In recent years, as a display, a liquid crystal display apparatus using a surface light source device has been remarkably widespread. As the liquid crystal display apparatus using the surface light source device, for example, a liquid crystal display apparatus including an edge light-type surface light source device is known. In such a liquid crystal display apparatus, light emitted from a light source enters a light guide plate, and propagates through an inside of the light guide plate while repeating a total reflection on a light output surface (liquid crystal cell-side surface) of the light guide plate and a back surface thereof. A part of the light that propagates through the inside of the light guide plate allows a traveling direction thereof to be changed by a light scattering body or the like, which is provided on the back surface of the light guide plate or the like, and is output from the light output surface to an outside of the light guide plate. Such light output from the light output surface of the light guide plate is diffused and condensed by various optical sheets such as a diffusion sheet, a prism sheet, a brightness enhancement film, or the like, and thereafter, the light enters a liquid crystal panel in which polarizing plates are arranged on both sides of a liquid crystal cell. Liquid crystal molecules of a liquid crystal layer of the liquid crystal cell are driven for each of pixels to control transmission and absorption of the incident light. As a result, an image is displayed.
As described above, the liquid crystal panel includes the polarizing plates on both sides (front and back) thereof, accordingly, approximately a half of the light that enters the liquid crystal panel is absorbed by the polarizing plate on the incident side, and utilization efficiency of the light in the liquid crystal panel is essentially low. Accordingly, when a larger amount of light is attempted to be entered into the polarizing plate in order to obtain desired brightness, there are such various problems that heat from the light source adversely affects the liquid crystal and the like, resulting in difficulty viewing display, in addition to a problem in that a power consumption of the light source is increased.

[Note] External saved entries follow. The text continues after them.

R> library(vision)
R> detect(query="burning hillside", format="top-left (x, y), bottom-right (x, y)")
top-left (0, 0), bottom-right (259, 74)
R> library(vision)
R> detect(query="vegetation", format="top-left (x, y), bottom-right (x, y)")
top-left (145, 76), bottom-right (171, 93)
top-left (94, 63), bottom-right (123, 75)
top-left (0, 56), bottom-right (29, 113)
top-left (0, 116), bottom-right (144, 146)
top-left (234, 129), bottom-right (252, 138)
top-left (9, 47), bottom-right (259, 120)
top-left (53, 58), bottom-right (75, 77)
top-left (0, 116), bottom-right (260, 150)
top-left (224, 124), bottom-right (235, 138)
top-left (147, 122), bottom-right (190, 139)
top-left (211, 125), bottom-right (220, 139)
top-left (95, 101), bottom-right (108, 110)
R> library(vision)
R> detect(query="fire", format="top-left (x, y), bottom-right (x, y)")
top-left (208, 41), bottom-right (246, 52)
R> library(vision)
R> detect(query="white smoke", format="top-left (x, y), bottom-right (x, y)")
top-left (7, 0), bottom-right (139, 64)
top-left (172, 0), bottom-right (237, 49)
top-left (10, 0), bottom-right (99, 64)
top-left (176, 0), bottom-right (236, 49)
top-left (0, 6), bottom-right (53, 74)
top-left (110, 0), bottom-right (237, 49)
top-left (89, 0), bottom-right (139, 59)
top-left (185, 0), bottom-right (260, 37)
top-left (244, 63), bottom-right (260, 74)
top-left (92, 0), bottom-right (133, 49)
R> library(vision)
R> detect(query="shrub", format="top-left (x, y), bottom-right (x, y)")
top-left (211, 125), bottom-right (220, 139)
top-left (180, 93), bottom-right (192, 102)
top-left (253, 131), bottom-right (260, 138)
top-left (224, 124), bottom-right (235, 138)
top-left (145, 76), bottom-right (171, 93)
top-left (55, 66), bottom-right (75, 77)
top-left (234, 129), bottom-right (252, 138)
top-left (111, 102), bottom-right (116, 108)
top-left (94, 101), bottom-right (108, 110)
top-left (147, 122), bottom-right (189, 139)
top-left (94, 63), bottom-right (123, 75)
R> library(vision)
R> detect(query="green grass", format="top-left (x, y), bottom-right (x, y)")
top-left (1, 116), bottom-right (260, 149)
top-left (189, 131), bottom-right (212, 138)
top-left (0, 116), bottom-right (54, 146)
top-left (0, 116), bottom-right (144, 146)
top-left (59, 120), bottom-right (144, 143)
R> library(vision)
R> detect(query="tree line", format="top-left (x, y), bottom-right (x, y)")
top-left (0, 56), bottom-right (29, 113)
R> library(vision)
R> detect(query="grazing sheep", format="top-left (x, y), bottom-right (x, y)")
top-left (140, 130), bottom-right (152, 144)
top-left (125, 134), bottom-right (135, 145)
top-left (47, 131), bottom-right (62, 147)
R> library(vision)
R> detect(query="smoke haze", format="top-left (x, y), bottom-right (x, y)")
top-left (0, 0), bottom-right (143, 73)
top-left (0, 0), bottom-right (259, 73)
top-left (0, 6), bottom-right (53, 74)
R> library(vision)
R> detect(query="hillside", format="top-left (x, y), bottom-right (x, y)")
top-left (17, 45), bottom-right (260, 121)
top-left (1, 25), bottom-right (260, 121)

Various proposals have been made in order to improve such light utilization efficiency in the liquid crystal display apparatus. As one of the proposals, there is a proposal, in which non-polarized light from the light source is separated by using a polarized light separating body that separates the non-polarized light into two pieces of linearly polarized light, which are in a perpendicular relationship to each other, by transmission and reflection, one piece of the polarized light thus separated is transmitted and directly used, and in addition, the other piece of the reflected polarized light is also reused. That is, this is a technology in which, among polarized light components separated by the polarized light separating body, one of the polarized light components, which is transmitted, allows a polarization direction of the transmission light and a transmission axis direction of a lower polarizing plate (incident-side polarizing plate) to coincide with each other, and is caused to enter the liquid crystal cell, and other polarized light component is returned to the light source side, linearly polarized state of the returned light is eliminated therefrom by birefringence, reflection, diffraction or diffusion, or the like, and the light is guided to the polarized light separating body again and is reused so that the light utilization efficiency is enhanced. For example, in Patent Literature 1, a backlight is described, in which such a light control sheet that allows output light to be substantially vertical to a surface of the planar light guide plate is provided on a light output surface side of the planar light guide plate, and polarized light separating means is further arranged thereon.

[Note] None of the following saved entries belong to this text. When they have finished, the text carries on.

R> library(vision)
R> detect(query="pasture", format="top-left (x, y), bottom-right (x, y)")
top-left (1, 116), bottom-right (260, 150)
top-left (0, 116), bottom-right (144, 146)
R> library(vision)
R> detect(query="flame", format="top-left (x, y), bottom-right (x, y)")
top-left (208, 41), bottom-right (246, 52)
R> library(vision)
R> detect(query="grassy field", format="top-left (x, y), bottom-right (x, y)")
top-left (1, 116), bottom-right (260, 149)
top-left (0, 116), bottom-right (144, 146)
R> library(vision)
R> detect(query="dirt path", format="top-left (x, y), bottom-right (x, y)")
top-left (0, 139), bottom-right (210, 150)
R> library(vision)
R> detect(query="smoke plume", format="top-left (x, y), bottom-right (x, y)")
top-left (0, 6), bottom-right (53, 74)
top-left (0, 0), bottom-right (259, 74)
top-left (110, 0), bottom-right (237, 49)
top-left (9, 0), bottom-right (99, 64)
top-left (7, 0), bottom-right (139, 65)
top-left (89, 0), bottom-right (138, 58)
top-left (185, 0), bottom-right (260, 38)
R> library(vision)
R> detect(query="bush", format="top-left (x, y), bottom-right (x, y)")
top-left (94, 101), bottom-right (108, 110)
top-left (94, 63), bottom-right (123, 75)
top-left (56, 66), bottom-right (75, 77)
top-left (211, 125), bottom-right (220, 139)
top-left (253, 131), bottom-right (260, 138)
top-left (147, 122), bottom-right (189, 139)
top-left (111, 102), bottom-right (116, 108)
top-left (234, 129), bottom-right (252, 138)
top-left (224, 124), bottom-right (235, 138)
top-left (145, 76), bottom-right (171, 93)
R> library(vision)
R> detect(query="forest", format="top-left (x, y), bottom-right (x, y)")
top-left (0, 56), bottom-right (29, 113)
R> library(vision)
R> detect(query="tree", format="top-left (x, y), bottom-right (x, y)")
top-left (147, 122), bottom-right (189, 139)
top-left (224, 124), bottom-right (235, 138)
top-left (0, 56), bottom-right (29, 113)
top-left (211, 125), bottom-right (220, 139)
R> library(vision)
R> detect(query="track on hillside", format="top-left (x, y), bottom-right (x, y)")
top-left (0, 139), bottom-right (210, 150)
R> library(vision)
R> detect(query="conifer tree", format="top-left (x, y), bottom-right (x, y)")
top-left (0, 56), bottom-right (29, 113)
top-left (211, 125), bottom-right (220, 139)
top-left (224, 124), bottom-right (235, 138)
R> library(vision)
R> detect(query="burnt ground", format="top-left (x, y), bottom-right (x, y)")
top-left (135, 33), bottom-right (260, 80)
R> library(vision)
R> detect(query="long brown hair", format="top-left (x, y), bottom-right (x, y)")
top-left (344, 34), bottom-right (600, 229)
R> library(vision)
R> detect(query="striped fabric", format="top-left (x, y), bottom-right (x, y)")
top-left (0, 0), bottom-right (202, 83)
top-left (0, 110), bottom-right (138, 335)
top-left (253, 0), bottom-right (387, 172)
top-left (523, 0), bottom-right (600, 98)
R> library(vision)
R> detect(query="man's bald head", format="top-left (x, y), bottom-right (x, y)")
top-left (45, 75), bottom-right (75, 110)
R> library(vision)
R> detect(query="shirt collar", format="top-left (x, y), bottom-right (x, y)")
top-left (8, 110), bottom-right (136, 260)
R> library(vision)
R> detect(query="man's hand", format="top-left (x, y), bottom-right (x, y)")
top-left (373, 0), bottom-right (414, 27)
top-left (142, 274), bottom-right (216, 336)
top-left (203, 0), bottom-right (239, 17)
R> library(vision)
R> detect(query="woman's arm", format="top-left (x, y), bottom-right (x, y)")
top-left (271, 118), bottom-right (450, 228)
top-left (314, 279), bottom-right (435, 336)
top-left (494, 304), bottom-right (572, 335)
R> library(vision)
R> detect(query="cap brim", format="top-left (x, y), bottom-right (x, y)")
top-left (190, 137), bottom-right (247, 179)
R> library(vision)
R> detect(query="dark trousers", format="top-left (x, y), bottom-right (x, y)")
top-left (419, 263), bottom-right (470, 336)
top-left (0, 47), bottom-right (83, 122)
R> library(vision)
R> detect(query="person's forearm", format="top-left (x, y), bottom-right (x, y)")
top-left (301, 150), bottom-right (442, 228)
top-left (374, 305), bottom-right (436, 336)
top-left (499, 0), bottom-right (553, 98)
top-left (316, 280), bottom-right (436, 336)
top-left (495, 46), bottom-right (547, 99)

However, in the backlight described in Patent Literature 1, a structure of the polarized light separating body is complicated, and in particular, it is difficult to form a polarized light separating layer on an inclined surface portion of a columnar prism array that is triangular in cross section, with the result that mass productivity of the backlight is insufficient. In recent years, there has also been developed a surface light source device constructed so that the light output from the light guide plate has a predetermined polarization state or the like. However, output light that is the polarized light output from the light guide plate is not utilized sufficiently, effectively, and sufficient brightness is not obtained.
Moreover, in Patent Literature 2, it is described that light polarized in a predetermined direction is output from a surface light source, and a base having a birefringence ratio, such as a biaxially stretched film, is used as a base of a prism sheet, and thus the polarization direction of the polarized light that enters the liquid crystal panel is controlled to reduce the light absorbed to the polarizing plate and enhance the utilization efficiency of the light. However, also in the liquid crystal display apparatus of Patent Literature 2, the utilization efficiency of the light is still insufficient.